Purpose: For further discussions relating to potential co-operation in research and education for the promotion of academic and cultural exchange.
Recipient: a party to this agreement which receives or obtains directly or indirectly Confidential Information.
Representative: employees, agents, officers, advisers and other representatives of the Recipient.
1.1 Clause, schedule and paragraph headings shall not affect the interpretation of this agreement.
1.2 A person includes a natural person, corporate or unincorporated body (whether or not having separate legal personality)
1.3 Unless the context otherwise requires, words in the singular shall include the plural and in the plural include the singular.
1.4 A reference to a statute or statutory provision is a reference to it as it is in force for the time being, taking account of any amendment, extension, or re-enactment, and includes any subordinate legislation for the time being in force made under it.
1.5 Any obligation in this agreement on a person not to do something includes an obligation not to agree or allow that thing to be done.
1.6 References to clauses and schedules are to the clauses and schedules of this agreement; references to paragraphs are to paragraphs of the relevant schedule.
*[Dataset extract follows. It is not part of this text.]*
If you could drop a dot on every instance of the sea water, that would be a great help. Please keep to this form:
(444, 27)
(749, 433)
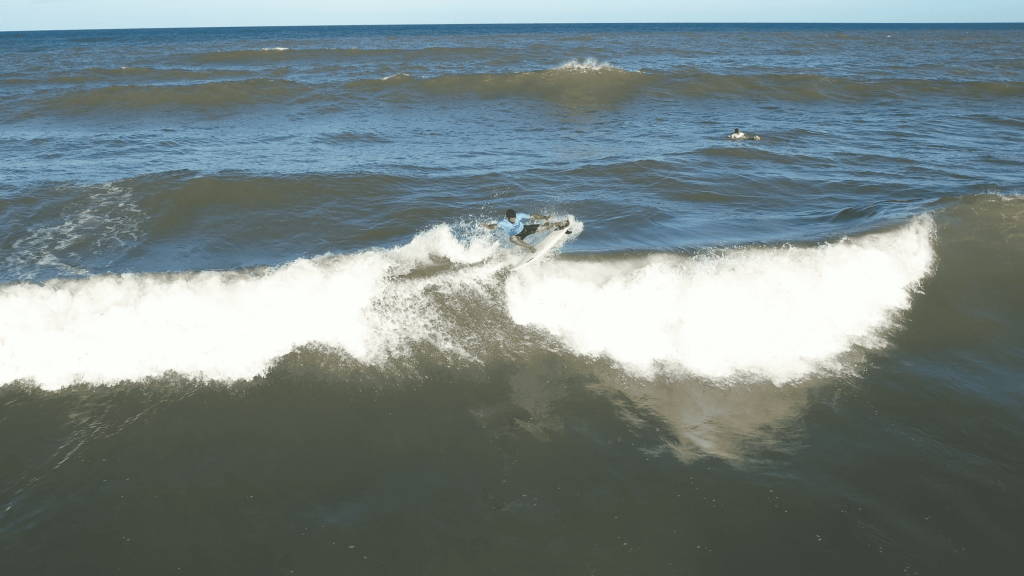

2. OBLIGATIONS OF CONFIDENTIALITY
2.1 The Recipient shall use reasonable endeavours to keep the Disclosing Party′s
Confidential Information confidential and, except with the prior written consent of the Disclosing Party, shall, and shall procure that its Representatives shall:
(a) not use or exploit the Confidential Information in any way except for the Purpose;
(b) not disclose or make available the Confidential Information in whole or in part to any third party, except as expressly permitted by this agreement;
(c) not copy, reduce to writing or otherwise record the Confidential Information except as strictly necessary for the Purpose (and any such copies, reductions to writing and records shall be the property of the Disclosing Party);
2.2 The Recipient may only disclose the Disclosing Party′s Confidential Information to those of its Representatives who need to know this Confidential Information for the Purpose, provided that:
(a) it informs these Representatives of the confidential nature of the Confidential Information before disclosure and , it is responsible for these Representatives′ compliance with the obligations set out in this agreement.